The following requirements can help website developers in preparing their websites, to improve the quality and completeness of web archive captures. These recommendations are based on the criteria established by the National Archives’ UK Government Web Archive.
HTML versions and HTTP protocols
We can archive and replay all versions of HTML to date. Present everything on your website using either the HTTP or HTTPS protocol.
Documents and file sharing
We cannot capture file content hosted on web-based collaborative platforms and file sharing services such as Sharepoint, Google Docs and Box. You should make these files available in ways which are accessible to the crawler – for example as downloadable files hosted on the root domain.
Links and URLS
– ‘Orphaned’ content (content that is not linked to from within your website) will not be captured. You will need to provide a list of orphan links as an XML sitemap or supplementary URL list before the crawl is launched.
– Links in binary files attached to websites (links included in .pdf, .doc, .docx, .xls, .xlsx, .csv documents) cannot be captured. All resources linked to in these files must also be linked to on simple web pages or you will need to provide a list of these links as an XML sitemap or supplementary URL list before the crawl is launched.
– Where possible, use meaningful URLs such as https://mywebsite.com/news/new-reportlaunch rather than https://mywebsite.com/5lt35hwl. As well as being good practice, this can help when you need to redirect users to the web archive.
– Avoid using dynamically-generated URLs.
Interactive graphs, maps and charts
– Avoid interactive content where possible as we often have difficulty archiving these resources and retaining their functionality.
– If you have vital interactive graphs, maps or charts please let us know as we may be able to attempt to capture them using experimental technology.
– In all cases, if content of these types cannot be avoided, please provide alternative ‘crawler friendly’ methods for accessing and displaying it. Where visualisations are used, the underlying data itself should always be accessible in as simple a way as possible – for example in a .txt or .csv file.

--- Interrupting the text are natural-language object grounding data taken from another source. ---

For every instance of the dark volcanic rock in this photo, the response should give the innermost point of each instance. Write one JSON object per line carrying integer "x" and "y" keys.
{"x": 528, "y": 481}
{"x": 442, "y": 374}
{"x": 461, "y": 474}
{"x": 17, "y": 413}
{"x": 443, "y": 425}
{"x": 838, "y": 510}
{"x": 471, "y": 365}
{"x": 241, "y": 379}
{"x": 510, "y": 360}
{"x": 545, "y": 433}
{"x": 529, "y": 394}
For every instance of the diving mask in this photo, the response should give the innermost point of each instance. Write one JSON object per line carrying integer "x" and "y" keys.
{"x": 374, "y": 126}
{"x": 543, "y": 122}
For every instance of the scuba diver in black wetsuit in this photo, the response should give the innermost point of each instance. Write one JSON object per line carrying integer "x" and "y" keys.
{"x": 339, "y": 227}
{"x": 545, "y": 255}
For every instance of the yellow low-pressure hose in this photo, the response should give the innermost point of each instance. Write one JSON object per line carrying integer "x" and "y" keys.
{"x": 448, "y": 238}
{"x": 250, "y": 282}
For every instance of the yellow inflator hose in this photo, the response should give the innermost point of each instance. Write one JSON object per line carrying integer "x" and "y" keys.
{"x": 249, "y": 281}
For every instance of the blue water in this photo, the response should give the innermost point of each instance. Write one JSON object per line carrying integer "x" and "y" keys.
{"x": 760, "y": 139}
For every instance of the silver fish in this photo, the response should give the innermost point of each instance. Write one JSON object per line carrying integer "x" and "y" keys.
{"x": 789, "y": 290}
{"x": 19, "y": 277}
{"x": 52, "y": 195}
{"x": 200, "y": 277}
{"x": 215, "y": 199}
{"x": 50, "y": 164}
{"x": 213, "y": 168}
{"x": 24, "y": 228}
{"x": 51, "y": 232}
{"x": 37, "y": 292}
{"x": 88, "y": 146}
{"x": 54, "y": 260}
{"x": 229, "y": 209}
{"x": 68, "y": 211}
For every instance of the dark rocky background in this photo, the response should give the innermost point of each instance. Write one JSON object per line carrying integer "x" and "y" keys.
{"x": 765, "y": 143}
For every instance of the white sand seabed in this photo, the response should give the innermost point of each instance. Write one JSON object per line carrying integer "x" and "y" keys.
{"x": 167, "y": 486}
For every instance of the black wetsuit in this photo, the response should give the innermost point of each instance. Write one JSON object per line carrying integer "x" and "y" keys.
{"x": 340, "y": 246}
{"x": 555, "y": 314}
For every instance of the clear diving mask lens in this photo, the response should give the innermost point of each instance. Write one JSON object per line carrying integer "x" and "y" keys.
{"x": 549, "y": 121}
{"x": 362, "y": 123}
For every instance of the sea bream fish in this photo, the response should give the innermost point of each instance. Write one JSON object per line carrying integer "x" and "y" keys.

Database and lookup functions
– If your site uses databases to support its functions, these can only be captured in a limited fashion. We can capture snapshots of database-driven pages if these can be retrieved via a query string, but cannot capture the database used to power the pages.
– For example, we should be able to capture the content generated at https://www.mywebsite.lu/mypage.aspx?id=12345&d=true
since the page will be dynamically generated when the web crawler requests it, just as it would be for a standard user request. This works where the data is retrieved using a HTTP GET request as in the above example.
In most cases, a website that has been designed to be W3C Web Accessible should also be easy to archive.
Always use simple, standard web techniques when building a website. There are few limits to a website builder’s creativity when using the standard World Wide Web Consortium (WC3) recommendations. Using overly complex and non-standard website design increases the likelihood that there will be problems for users, for web archiving, and for search engine indexing.
Intranet and secured content areas
We cannot archive content that is protected behind a login, even if you provide us with the login details.
If content is hosted behind a login because it is not appropriate for it to be publicly accessible; it should be managed there until its sensitivity falls away and it can then be published to the open website, or you can liaise with your information management team about whether it should be preserved through other methods as part of the public record.